Xiaoran Wang, East China Normal University, and Jian Zhang, Sun Yat-Sen University, discuss their article: Elevation and environmental factors shape variability rather than the mean of seedling herbivory across subtropical forests
In mountain forests, not all seedlings experience insect herbivory in the same way. While some individuals suffer substantial leaf damage, others are barely affected. Yet most studies have focused on the average level of herbivory, leaving an important question underexplored: how uneven is herbivore damage among seedlings, and what drives this variability?
This distinction matters because insect herbivory plays a key role in shaping seedling survival, forest regeneration, and plant community dynamics, especially in species-rich subtropical and tropical forests. Beyond average damage, variability in herbivory may reveal how herbivore pressure is distributed within communities and how different species or individuals experience unequal risks.
Herbivory patterns are shaped by both biotic and abiotic factors. Plant size affects detectability and exposure to herbivores, with larger seedlings more likely to be detected and consumed by herbivores, whereas herbivory on smaller seedlings may be more variable due to less predictable herbivore attack. Plant diversity may further modify herbivore impacts by altering host availability and the degree of herbivore specialization. At the same time, environmental conditions such as temperature, light, and resource availability can influence plant growth-defense trade-offs, shaping not only the intensity but also the heterogeneity of herbivory across species and individuals.
Mountain ecosystems provide ideal natural laboratories for studying these processes because environmental conditions change predictably with elevation. However, we still know little about how herbivory variability changes along elevational gradients, or whether tree and shrub seedlings respond differently to these patterns. Here, we ask: How do mean and variability of leaf herbivory change along elevational gradients? What are the main biotic and abiotic drivers?

What we did
To understand what drives both the average level and variability of seedling leaf herbivory, we examined how plant size, plant diversity, and microclimatic conditions influence insect leaf damage in woody seedlings across five subtropical and tropical mountains. This is part of the ongoing project of the BEST network (Biodiversity along Elevational gradients: Shifts and Transitions). Using a standardized field survey, we assessed insect damage on 11,811 leaves from 2,577 seedlings representing 415 woody plant species along five elevational transects spanning 265-1,613 m above sea level.
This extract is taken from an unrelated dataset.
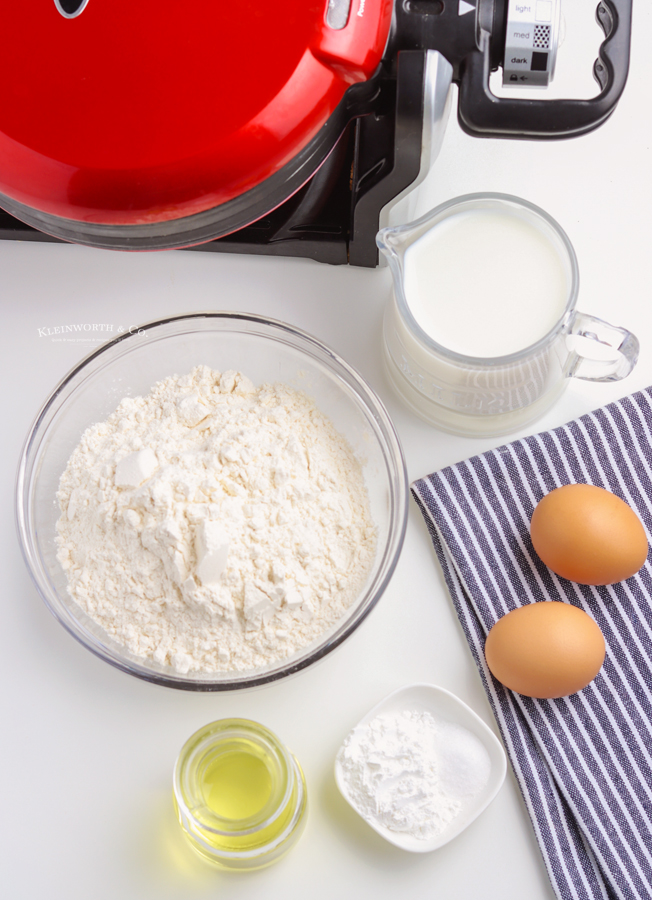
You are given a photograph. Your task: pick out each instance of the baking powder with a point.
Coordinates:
(411, 772)
(213, 526)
Herbivory was quantified as the proportion of leaf area consumed by insects, and species-level averages were calculated within each site. Both the mean herbivory and herbivory variability for tree and shrub seedlings were calculated. We then tested how six key predictors influenced herbivory patterns: plant size (seedling height and leaf area), plant diversity, and microclimatic conditions (canopy cover, soil temperature, and soil moisture), all of which may shape resource availability and herbivore pressure.

Key findings
In these five mountains, herbivory variability among species declined with elevation in shrubs, but not in trees. In contrast, mean herbivory showed a weak decline with elevation in both growth forms. Plant size played an important role in shaping variability in herbivory but had little effect on mean herbivory. Specifically, leaf area was associated with lower variability in herbivory, whereas seedling height increased it, and these relationships differed between trees and shrubs. Plant diversity primarily influenced how herbivory was distributed among species, rather than changing overall levels of damage. Among abiotic factors, canopy cover and soil temperature emerged as the main drivers of variation in herbivory across species.

Lessons we learned
This study highlights the importance of considering not only mean herbivory but also how unevenly herbivore damage is distributed across plant individuals and species along elevational gradients. By examining both mean and variability of insect herbivory in seedlings, we show that plant growth form, leaf traits, and microclimate can shape elevational patterns in different ways. Herbivory variability emerges as an important signal of differences in herbivore pressure and resource conditions within plant communities. Plant diversity mainly affects how herbivory is distributed among species, rather than its overall intensity, suggesting potential implications for community stability and species coexistence. Overall, incorporating variability in herbivory provides a more complete understanding of plant-insect interactions and how they respond to environmental change.